BUKAN LAYANGAN PUTUS

#Madu_yang_Tak_Manis
#10

Pov Kaina Luna

Randi meminta bertemu di kafe kemarin. Begitu bunyi chat yang baru saja aku buka. Lagi-lagi sopir taksi menatapku penuh minat di balik kemudi. Hal itu, malah memancing sisi liarku untuk semakin menggodanya. Apalagi melihat si Sopir yang masih muda dan tampan. Dengan sengaja aku membungkukkan badan agar belahan asetku makin terekspos.
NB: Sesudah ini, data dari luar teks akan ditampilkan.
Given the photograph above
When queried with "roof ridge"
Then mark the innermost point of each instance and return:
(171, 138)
Benar saja, si Sopir mengelap keringat yang tiba-tiba membasahi dahinya.

"Su-sudah sampai, Neng," ucapnya terdengar gugup.

Aku tersenyum, lalu melangkah keluar dengan gaya anggun. Ketika hendak membayar, si Sopir menolak pecahan lima puluh ribu yang kuberikan.

"Gak usah, Neng. Untuk Neng, mah, gratis." Dia tersenyum manis.

"Terima kasih, Kang. Jika saya butuh tumpangan, bisa order lagi, kan?"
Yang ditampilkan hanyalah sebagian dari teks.